The game featured two very different teams from last year’s tournament. UConn lost all-stars Breanna Stewart, Moriah Jefferson and Morgan Tuck. Meanwhile, Mississippi found itself with 11 returning players, athletes who knew each other, knew the system, and knew they did not want a repeat of the 2016 Sweet 16. Still, few believed that any team stood a chance against the historic UConn dynasty.
So, the Bulldogs decided it was time to change people’s minds about what Mississippi State basketball was and could do.
“I feel like we earned respect tonight,” Morgan William said.
She, more than anyone, deserves it. A blocked shot against Baylor sent her team to Dallas. A buzzer beater in overtime against UConn sent the Bulldogs to the championship. Two games against two powerhouses resulted in two wins.
“I looked at the basket, then I looked at the scoreboard, and I was like ‘Morgan did it again,’” Teaira McCowan said.

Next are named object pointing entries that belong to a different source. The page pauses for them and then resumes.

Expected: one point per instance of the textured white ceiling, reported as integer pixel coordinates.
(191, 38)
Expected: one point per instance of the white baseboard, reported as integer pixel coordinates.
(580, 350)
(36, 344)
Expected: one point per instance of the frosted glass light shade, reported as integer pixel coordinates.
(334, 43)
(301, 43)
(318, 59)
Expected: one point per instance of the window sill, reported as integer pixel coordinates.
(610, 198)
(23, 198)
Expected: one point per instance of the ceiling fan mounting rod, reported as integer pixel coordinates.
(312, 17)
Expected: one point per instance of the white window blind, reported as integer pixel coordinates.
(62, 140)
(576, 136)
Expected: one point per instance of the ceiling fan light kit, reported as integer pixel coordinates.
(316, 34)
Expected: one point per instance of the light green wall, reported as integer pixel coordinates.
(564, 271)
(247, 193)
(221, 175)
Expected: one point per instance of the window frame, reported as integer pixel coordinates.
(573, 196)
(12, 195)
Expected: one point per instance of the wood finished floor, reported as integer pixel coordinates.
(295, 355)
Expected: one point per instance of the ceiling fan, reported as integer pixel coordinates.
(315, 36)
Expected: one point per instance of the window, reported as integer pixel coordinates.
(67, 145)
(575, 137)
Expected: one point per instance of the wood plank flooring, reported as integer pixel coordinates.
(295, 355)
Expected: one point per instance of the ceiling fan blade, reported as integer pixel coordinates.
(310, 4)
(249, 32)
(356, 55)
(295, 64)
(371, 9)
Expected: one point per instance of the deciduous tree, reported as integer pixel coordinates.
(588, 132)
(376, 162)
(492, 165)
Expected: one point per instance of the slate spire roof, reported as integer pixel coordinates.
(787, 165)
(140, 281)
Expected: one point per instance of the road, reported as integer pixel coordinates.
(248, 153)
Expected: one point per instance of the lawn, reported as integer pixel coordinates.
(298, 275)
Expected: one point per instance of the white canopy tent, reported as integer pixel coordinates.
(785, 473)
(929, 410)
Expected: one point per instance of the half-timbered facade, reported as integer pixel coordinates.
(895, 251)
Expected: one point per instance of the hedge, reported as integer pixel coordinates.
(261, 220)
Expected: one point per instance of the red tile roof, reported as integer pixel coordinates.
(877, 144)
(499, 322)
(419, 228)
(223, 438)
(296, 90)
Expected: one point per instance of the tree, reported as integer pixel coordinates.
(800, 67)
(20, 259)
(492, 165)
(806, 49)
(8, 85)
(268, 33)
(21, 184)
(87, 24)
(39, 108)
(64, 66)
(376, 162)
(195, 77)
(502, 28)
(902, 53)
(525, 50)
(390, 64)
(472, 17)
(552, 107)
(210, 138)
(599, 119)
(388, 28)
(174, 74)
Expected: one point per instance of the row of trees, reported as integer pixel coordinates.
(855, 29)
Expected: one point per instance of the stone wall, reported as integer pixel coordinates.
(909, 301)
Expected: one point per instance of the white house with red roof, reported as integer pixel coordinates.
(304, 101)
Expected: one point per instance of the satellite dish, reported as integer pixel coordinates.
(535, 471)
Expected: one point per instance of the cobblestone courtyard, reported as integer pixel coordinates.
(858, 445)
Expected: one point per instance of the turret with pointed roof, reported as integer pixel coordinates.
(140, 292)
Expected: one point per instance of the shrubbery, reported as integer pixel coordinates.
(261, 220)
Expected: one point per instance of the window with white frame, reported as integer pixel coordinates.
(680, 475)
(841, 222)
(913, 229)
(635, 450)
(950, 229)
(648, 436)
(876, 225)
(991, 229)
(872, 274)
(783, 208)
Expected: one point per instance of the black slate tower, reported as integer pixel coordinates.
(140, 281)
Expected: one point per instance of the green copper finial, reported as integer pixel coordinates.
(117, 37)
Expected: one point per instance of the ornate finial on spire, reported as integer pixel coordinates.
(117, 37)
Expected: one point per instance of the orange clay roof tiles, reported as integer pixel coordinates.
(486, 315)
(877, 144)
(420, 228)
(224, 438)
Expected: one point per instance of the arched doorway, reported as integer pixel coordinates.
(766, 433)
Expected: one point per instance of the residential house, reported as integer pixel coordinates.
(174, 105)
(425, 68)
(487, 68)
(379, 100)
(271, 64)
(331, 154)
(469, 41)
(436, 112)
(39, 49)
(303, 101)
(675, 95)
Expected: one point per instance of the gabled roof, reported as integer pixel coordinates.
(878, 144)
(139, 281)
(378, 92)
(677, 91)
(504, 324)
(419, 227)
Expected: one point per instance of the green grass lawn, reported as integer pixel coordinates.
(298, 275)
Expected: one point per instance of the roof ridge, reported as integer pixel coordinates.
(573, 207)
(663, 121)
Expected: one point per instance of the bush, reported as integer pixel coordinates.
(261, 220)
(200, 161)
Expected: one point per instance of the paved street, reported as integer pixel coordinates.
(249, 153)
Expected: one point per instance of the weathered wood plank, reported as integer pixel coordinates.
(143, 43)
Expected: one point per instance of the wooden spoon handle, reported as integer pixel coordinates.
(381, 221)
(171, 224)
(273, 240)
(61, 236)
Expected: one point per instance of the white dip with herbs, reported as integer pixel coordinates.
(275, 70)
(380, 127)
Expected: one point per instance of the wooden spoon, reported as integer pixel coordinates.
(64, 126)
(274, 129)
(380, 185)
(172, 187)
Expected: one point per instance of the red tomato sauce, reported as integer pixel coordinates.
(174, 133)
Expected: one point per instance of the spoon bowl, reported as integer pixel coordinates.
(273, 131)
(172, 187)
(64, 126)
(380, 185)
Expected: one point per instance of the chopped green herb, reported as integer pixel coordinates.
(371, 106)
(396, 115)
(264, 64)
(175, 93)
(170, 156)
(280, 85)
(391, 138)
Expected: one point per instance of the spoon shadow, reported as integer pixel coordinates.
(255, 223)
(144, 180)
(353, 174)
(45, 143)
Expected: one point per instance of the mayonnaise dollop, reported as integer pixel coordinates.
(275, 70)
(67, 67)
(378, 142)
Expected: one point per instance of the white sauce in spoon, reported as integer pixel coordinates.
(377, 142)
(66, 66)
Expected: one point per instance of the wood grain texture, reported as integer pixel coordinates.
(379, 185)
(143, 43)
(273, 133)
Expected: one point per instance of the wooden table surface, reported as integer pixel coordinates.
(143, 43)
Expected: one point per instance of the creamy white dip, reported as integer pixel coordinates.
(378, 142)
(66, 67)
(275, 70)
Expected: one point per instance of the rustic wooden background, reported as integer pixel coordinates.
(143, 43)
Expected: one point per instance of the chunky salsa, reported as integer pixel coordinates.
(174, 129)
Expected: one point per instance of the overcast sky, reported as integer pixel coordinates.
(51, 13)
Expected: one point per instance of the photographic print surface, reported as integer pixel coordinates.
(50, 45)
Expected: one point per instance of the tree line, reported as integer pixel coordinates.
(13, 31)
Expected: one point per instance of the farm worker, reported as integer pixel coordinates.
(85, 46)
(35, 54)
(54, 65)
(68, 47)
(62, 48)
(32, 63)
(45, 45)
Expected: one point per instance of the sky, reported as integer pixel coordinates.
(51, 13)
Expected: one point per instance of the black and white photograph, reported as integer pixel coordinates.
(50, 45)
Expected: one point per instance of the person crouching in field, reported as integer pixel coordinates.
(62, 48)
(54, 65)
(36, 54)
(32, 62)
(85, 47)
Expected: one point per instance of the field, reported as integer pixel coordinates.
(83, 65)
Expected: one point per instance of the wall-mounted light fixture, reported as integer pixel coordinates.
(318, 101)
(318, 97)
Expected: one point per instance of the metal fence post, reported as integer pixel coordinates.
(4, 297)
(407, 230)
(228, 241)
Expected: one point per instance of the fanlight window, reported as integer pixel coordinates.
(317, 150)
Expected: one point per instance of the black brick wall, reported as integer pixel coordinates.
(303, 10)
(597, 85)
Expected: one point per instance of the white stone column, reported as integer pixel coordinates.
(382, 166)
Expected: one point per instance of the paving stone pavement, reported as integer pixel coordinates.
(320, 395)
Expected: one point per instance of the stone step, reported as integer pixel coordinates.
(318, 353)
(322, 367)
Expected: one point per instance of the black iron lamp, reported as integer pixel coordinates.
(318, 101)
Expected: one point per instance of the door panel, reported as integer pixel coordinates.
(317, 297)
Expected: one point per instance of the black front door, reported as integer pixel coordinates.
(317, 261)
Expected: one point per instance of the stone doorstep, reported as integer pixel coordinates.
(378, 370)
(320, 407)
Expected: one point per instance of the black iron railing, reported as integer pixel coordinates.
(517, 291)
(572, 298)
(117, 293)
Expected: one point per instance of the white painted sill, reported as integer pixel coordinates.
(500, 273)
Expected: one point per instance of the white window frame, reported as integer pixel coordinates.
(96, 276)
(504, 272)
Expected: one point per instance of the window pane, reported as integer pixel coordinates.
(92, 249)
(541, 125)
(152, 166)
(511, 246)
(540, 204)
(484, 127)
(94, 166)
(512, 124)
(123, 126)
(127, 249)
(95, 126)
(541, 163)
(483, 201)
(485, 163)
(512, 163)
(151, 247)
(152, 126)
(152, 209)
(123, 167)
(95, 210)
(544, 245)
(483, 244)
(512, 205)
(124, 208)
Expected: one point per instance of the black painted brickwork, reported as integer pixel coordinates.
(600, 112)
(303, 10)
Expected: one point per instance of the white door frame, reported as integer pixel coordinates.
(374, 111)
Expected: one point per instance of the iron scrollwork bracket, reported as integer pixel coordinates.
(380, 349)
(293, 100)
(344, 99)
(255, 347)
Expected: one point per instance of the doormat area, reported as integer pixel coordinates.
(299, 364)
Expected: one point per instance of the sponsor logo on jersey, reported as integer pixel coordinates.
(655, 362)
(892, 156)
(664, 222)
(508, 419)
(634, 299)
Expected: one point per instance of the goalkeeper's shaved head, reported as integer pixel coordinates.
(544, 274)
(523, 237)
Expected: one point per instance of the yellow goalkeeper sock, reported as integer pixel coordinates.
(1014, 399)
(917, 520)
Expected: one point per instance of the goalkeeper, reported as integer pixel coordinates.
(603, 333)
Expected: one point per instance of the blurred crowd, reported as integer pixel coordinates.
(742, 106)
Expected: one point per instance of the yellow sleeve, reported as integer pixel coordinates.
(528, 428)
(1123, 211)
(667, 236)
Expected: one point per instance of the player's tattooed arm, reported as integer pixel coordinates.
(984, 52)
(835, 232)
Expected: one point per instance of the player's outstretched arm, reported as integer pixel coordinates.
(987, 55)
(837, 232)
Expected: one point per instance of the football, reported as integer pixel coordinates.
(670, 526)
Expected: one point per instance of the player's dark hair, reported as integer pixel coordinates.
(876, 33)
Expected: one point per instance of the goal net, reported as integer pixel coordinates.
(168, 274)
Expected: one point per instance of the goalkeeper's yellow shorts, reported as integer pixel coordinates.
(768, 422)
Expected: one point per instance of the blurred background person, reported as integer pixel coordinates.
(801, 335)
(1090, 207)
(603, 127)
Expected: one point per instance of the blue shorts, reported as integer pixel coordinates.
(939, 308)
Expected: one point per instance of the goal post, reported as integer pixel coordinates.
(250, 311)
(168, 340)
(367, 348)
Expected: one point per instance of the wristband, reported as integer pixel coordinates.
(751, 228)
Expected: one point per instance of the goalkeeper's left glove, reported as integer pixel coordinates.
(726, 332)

Chinwe Okorie said William has the “heart of a lion.”
The past few days, Schaefer's players have repeated that playing for him instills that characteristic. He demands intensity and they want to give it to him.
“I’m telling you, if you don’t have the heart, if you don’t have competition in your mind, you cannot play for that man,” Okorie said. “He’s a great coach. He demands more. Sometimes it’s hard as a player but in life it pays off.”
Schaefer stressed the importance of making this game count, especially after last year’s embarrassing loss.
“Coach said this morning, his mindset said it was personal. He told us to take the same mindset coming in,” Breanna Richardson said.
Schaefer himself says his players’ ambition is the characteristic he admires most about this team.
“Their competitive spirit just cannot be denied.”
Now, it all comes down to Sunday. The championship game will be against a familiar foe, fellow SEC team South Carolina. The Gamecocks have won this season’s last two battles. So, while the victory over UConn means a lot to the team, it’s not the end of the road or the hard work.
“It’s been a long four years,” Dominique Dillingham said. “It’s been a rewarding four years. It’s crazy that it’s all come down to one game. It’s all or nothing, one game for the rest of your life.”